Prescindo en esta nota de la variante de ego romántico
que asocia cambio climático y transformación personal, así la trasmitida por los
apuntes sin fecha, es decir, intemporales, de C. Battaglini, «El
verano ya no es lo que era», o
por M. Aguilera, «El
verano ya no es lo que era» (Diario Las Américas, 30-5-2015). Ambos tratan
del tiempo pasado que ya se fue. Razón por la que, sin duda manriqueña, aquel era
mejor.
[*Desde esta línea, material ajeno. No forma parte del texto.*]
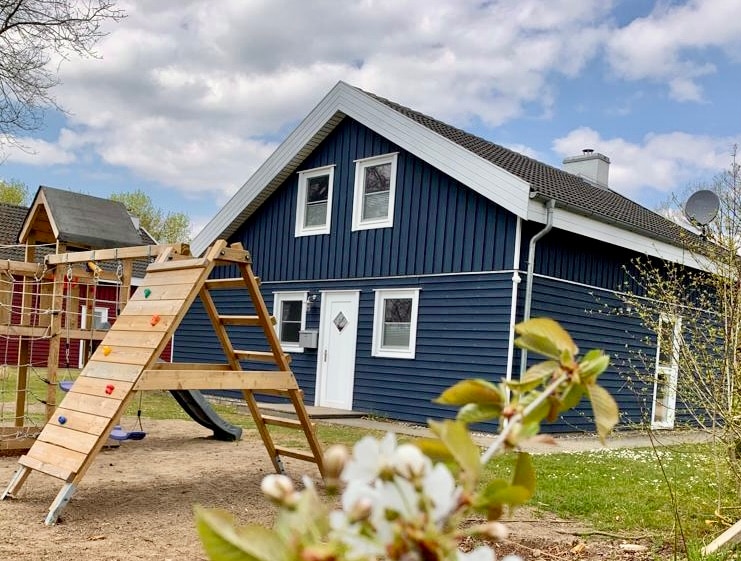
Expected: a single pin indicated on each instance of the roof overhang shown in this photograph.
(489, 180)
(621, 235)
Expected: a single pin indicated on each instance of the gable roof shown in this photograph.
(11, 221)
(516, 182)
(12, 218)
(81, 220)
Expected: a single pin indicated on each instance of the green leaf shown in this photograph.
(594, 363)
(458, 440)
(435, 449)
(546, 337)
(571, 396)
(604, 408)
(524, 473)
(471, 391)
(540, 371)
(223, 541)
(476, 413)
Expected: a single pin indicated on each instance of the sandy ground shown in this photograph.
(136, 503)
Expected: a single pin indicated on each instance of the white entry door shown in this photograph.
(338, 329)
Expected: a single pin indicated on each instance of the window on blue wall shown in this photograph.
(375, 186)
(289, 309)
(395, 323)
(314, 202)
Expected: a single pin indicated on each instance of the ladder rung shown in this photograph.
(283, 422)
(228, 284)
(243, 320)
(293, 453)
(258, 355)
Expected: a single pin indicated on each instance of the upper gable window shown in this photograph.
(314, 204)
(375, 184)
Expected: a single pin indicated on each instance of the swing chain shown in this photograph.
(38, 277)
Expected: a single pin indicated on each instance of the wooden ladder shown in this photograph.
(275, 355)
(127, 361)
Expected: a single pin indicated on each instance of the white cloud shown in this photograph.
(663, 162)
(195, 97)
(36, 152)
(673, 44)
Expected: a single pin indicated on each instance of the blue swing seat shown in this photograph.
(118, 433)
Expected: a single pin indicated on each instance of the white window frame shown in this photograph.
(359, 193)
(670, 373)
(303, 177)
(378, 320)
(278, 299)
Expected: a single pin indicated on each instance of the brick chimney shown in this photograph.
(591, 166)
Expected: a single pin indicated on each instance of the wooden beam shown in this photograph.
(188, 366)
(177, 265)
(730, 536)
(215, 380)
(244, 320)
(134, 252)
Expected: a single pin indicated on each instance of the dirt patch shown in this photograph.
(136, 503)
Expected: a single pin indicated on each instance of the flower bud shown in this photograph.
(494, 530)
(361, 510)
(278, 488)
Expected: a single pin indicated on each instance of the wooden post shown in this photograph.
(27, 296)
(21, 388)
(54, 342)
(128, 268)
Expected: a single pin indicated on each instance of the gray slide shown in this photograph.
(200, 410)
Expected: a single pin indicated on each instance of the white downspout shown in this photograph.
(513, 309)
(549, 206)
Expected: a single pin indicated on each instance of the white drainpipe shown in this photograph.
(549, 206)
(513, 309)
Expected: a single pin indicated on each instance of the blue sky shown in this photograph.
(189, 97)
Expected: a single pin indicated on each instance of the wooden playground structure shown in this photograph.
(126, 359)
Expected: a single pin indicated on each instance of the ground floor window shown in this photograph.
(289, 309)
(395, 322)
(667, 371)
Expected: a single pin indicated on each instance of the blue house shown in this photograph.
(397, 252)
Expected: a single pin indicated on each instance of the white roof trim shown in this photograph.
(612, 234)
(482, 176)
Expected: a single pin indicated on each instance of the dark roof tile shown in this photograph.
(568, 190)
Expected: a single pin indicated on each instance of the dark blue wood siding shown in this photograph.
(439, 225)
(462, 332)
(595, 319)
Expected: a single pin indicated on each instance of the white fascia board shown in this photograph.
(494, 183)
(275, 163)
(487, 179)
(613, 234)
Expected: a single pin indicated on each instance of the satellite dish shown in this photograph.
(702, 207)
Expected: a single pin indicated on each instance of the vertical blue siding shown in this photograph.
(439, 226)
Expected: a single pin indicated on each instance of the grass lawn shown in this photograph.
(620, 491)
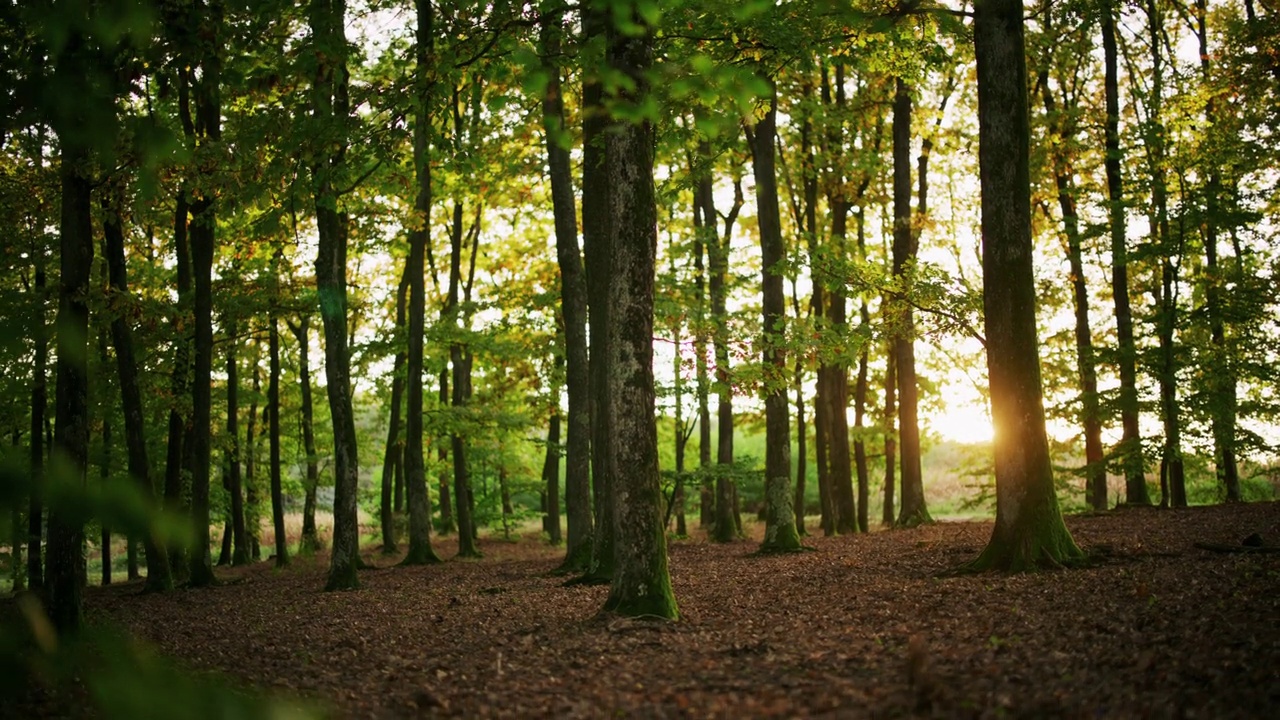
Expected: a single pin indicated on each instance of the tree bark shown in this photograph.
(577, 450)
(420, 550)
(890, 433)
(310, 540)
(64, 580)
(204, 229)
(330, 108)
(780, 523)
(1029, 531)
(273, 405)
(1086, 363)
(1223, 387)
(252, 510)
(39, 406)
(641, 586)
(394, 446)
(598, 265)
(913, 511)
(1130, 451)
(159, 577)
Mucho más atenta a la medición científica se halla la viñeta de Álvaro «El
invierno ya no es lo que era» (Tribuna de Valladolid, 11-1-2019), en
que uno de los dos personajes del primer plano, o protagonistas, exclama en plena helada: «¡… Si es
que ya no hay inviernos como los de antes…!».
Mientras ambos están al
borde de la congelación.
[1]
Termina Martínez: «Y como ya de suso
dije, cuando verás el árbol verde, que no le fallece humedad ni agua, y se
seca, señal es de no llevar ya fruto y que el fuego con deseo lo espera.
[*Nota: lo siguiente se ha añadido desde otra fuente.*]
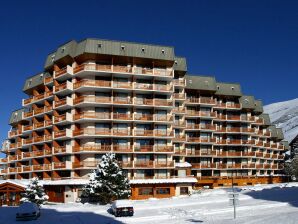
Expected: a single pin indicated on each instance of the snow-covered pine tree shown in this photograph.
(35, 192)
(107, 182)
(291, 168)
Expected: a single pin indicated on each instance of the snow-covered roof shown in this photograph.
(21, 183)
(122, 203)
(165, 181)
(183, 165)
(65, 182)
(24, 183)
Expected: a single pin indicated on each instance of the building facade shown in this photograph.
(169, 130)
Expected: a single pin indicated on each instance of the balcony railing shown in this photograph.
(92, 83)
(92, 115)
(201, 100)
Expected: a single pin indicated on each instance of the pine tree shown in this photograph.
(35, 192)
(291, 168)
(108, 182)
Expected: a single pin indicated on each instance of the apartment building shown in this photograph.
(169, 130)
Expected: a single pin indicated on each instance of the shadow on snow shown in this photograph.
(50, 216)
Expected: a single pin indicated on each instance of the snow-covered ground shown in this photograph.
(259, 204)
(284, 115)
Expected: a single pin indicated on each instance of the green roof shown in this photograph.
(259, 106)
(200, 82)
(228, 89)
(180, 64)
(110, 47)
(247, 102)
(16, 116)
(34, 81)
(266, 119)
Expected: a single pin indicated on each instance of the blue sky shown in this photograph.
(250, 42)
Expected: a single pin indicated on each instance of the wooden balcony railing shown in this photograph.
(92, 83)
(92, 115)
(92, 99)
(92, 148)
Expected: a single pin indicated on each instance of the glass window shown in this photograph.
(162, 190)
(146, 191)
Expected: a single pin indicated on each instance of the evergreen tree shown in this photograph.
(291, 168)
(35, 193)
(108, 182)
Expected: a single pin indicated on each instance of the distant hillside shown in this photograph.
(285, 115)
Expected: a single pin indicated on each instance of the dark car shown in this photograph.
(28, 211)
(122, 208)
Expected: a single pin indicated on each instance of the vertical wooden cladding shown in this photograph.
(10, 194)
(153, 191)
(55, 193)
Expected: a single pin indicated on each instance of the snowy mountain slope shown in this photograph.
(284, 115)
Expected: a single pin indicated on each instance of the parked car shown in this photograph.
(28, 211)
(122, 208)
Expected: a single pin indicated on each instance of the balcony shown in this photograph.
(228, 105)
(63, 134)
(93, 116)
(37, 98)
(26, 128)
(143, 132)
(121, 132)
(122, 69)
(179, 123)
(201, 100)
(201, 140)
(143, 164)
(92, 67)
(65, 87)
(88, 83)
(163, 148)
(122, 116)
(180, 152)
(143, 86)
(85, 164)
(62, 165)
(125, 164)
(179, 110)
(13, 133)
(143, 117)
(27, 168)
(122, 85)
(63, 73)
(63, 118)
(143, 148)
(200, 113)
(179, 82)
(63, 103)
(179, 138)
(92, 148)
(92, 99)
(206, 127)
(92, 132)
(162, 133)
(163, 164)
(42, 167)
(122, 148)
(203, 165)
(122, 100)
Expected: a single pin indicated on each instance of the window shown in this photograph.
(162, 190)
(183, 190)
(146, 191)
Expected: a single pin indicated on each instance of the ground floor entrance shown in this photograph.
(10, 194)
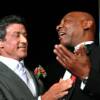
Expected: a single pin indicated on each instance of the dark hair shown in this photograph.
(6, 21)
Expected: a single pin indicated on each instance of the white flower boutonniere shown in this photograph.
(40, 72)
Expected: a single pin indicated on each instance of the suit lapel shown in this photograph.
(11, 78)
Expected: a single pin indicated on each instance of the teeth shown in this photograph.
(61, 33)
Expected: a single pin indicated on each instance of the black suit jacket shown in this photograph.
(92, 88)
(12, 87)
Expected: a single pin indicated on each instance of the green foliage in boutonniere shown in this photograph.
(40, 72)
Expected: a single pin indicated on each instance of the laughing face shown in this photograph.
(15, 43)
(70, 30)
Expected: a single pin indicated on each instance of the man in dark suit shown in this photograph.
(77, 29)
(16, 81)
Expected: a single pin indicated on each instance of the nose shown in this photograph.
(23, 38)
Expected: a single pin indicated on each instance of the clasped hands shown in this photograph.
(78, 62)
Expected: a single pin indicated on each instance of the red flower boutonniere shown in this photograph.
(40, 72)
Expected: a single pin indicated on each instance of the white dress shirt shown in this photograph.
(18, 69)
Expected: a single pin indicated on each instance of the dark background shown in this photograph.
(41, 17)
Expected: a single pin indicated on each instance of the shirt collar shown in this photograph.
(10, 63)
(83, 43)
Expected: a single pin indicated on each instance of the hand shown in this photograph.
(58, 90)
(78, 62)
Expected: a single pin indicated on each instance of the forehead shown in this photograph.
(15, 26)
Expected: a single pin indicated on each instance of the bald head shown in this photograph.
(76, 27)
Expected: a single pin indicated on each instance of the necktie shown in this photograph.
(22, 72)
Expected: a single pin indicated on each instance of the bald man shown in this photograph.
(77, 29)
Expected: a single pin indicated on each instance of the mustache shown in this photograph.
(23, 45)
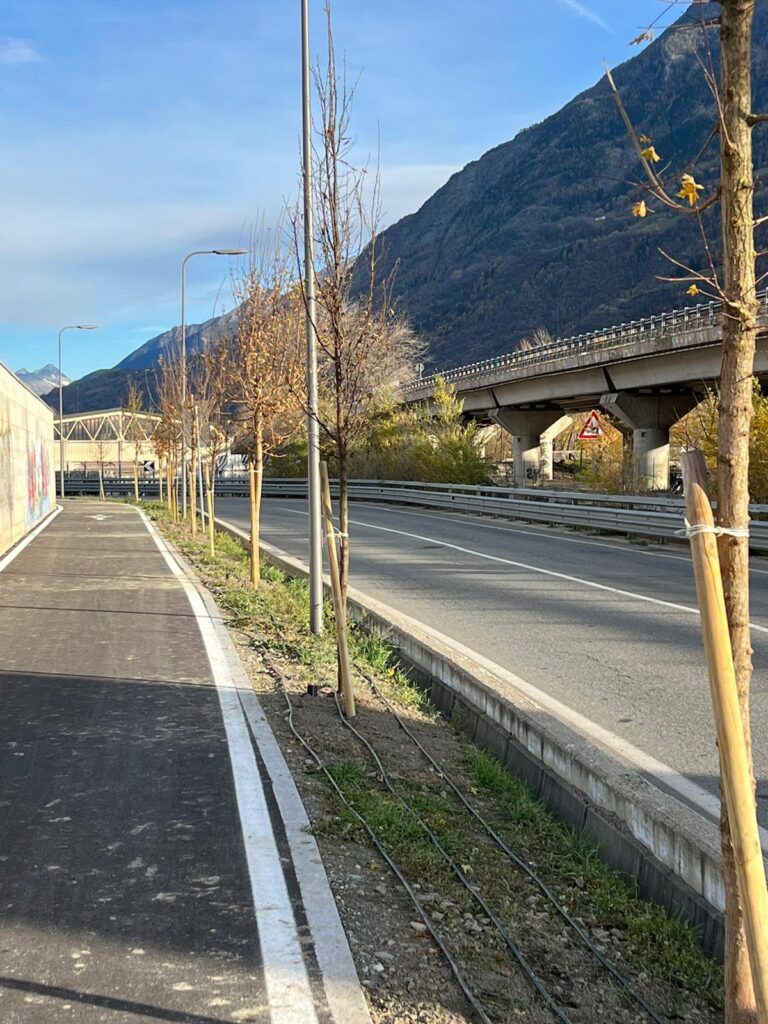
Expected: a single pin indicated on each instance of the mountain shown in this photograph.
(538, 231)
(109, 388)
(43, 380)
(197, 336)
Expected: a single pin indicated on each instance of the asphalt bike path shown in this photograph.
(155, 862)
(607, 628)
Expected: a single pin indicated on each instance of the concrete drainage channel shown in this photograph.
(650, 836)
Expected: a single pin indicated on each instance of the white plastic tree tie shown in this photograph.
(702, 527)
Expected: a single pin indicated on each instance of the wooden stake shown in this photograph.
(735, 775)
(345, 675)
(254, 509)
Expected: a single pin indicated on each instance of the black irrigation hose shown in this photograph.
(522, 864)
(487, 910)
(471, 998)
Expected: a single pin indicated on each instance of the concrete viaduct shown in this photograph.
(646, 374)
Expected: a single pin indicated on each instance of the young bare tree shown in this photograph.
(365, 349)
(734, 284)
(167, 435)
(135, 432)
(266, 366)
(211, 379)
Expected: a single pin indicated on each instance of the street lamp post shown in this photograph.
(313, 477)
(71, 327)
(198, 252)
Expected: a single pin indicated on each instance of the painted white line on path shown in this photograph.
(530, 568)
(288, 988)
(543, 532)
(642, 762)
(16, 551)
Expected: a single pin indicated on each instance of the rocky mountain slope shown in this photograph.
(43, 380)
(538, 231)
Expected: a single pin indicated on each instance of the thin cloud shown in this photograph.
(587, 13)
(17, 51)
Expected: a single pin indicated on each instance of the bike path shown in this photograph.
(155, 863)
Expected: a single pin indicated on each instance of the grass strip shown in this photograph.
(276, 617)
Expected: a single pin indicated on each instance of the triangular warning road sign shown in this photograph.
(593, 428)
Entienda quien quiera este ejemplo, entiéndase cada cual y no errará: tema a
Dios y déjese de hados y fortuna». Esa imagen del árbol verde que se
seca aparecía en efecto de suso, en su anterior capítulo IX de la I parte: «Y como te dije de Salomón, así de
otros muy sabios y valientes varones: pues, amigo, cuando vieres que el florido
y verde árbol del todo se seca, señal es que para el
fuego se apareja, y para otra cosa no debe ser ya bueno, ni para otro fruto de
sí dar ni llevar. Por ende, huye amor de quien tales males proceden, y ama a
Dios, de quien todos bienes vienen». Cito Arcipreste
de Talavera por la edición modernizada en 2004 de la Biblioteca Virtual
Miguel de Cervantes, pero si quieren el pasaje exacto y con grafía antigua que
te pasas del siglo XV, se hallará en la páginas 230-231 —y 62 para la segunda cita— de la edición de [M.
Penna y] J. González Muelas (Madrid, Castalia, 1972), en que el Si no [fuera por]que, lugar que he
enmendado entre corchetes, figura así: Sy non que.